The statement followed a U.S. Customs and Border Protection (CBP) ruling that 1-kilogram and 100-ounce gold bars imported from Switzerland would be subject to a 39 percent tariff. That decision—issued July 31 but first disclosed on Aug. 7—sparked a surge in gold futures to record highs this past week, prompting the White House to say a presidential decree would be forthcoming.
“The White House intends to issue an executive order in the near future clarifying misinformation about the tariffing of gold bars and other specialty products,” a White House official told The Epoch Times. The comment came in response to questions about whether the CBP ruling applied only to specific Swiss-made gold products or more broadly to all 1-kilogram and 100-ounce bars, as Switzerland’s gold industry association contends.
The Swiss Association of Manufacturers and Traders in Precious Metals warned in an Aug. 8 statement that the CBP’s determination “may negatively impact the international flow of physical gold,” adding that it “does not apply exclusively to Switzerland but to all 1kg and 100-oz gold cast bars imported into the USA from any country.”
Under Trump’s reciprocal tariff framework, effective Aug. 7, Swiss imports face a 39 percent tariff. The Swiss gold industry has cautioned that if such a rate applies to gold bars, exports to the United States would become “economically unviable.” One-kilogram bars are the most common form traded on the Comex metals exchange.
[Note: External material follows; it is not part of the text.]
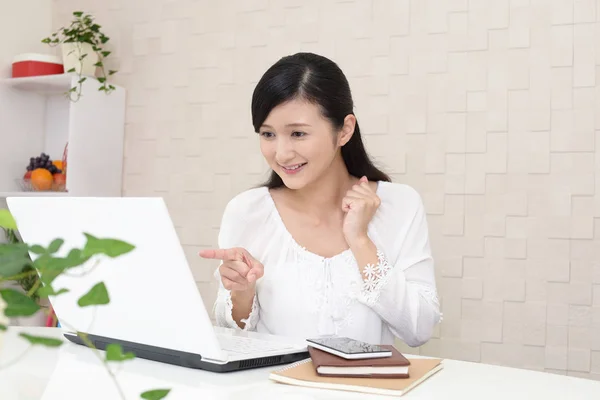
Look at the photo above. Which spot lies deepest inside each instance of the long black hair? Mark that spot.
(319, 80)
For decades, Swiss gold bars entered the U.S. duty-free. Trump’s April 2 executive order explicitly exempted “gold, nonmonetary, bullion and dore” from reciprocal tariffs—covering goods classified under tariff code 7108.12.10, which includes investment-grade unwrought gold bars. Dore is a semi-pure alloy of gold and silver.
However, the CBP ruling classified certain 1-kilogram and 100-ounce cast bars under code 7108.13.5500—“semi-manufactured” gold—which is not covered by that exemption, leaving them potentially subject to tariffs.
The apparent change triggered panic buying on Aug. 7, with Comex gold futures briefly topping $3,510 per troy ounce before retreating to around $3,458 after the White House pledged clarification. Trump’s latest assurance sent futures down further to about $3,403. No executive order has yet been issued, and Trump’s post did not offer specifics beyond declaring that gold would not be tariffed.
The rally in gold prices also reflects broader market sentiment, with analysts pointing to sustained central bank demand, rising exchange-traded fund (ETF) holdings, and expectations of interest rate cuts as additional drivers. On Aug. 7, ING raised its gold price forecast, citing persistent geopolitical and monetary risks.
“Central banks are still buying, Trump’s trade war is still going on, geopolitical risks remain elevated, and ETF holdings continue to expand—all underpinning gold prices at the current levels,” ING Commodity Strategist Ewa Manthey wrote in a note.
ING now expects gold to average $3,400 per ounce in the third quarter and $3,450 in the fourth, raising its full-year forecast to $3,250.
Gold is already up more than 30 percent year to date, easily outpacing the S&P 500’s gain of just under 7 percent.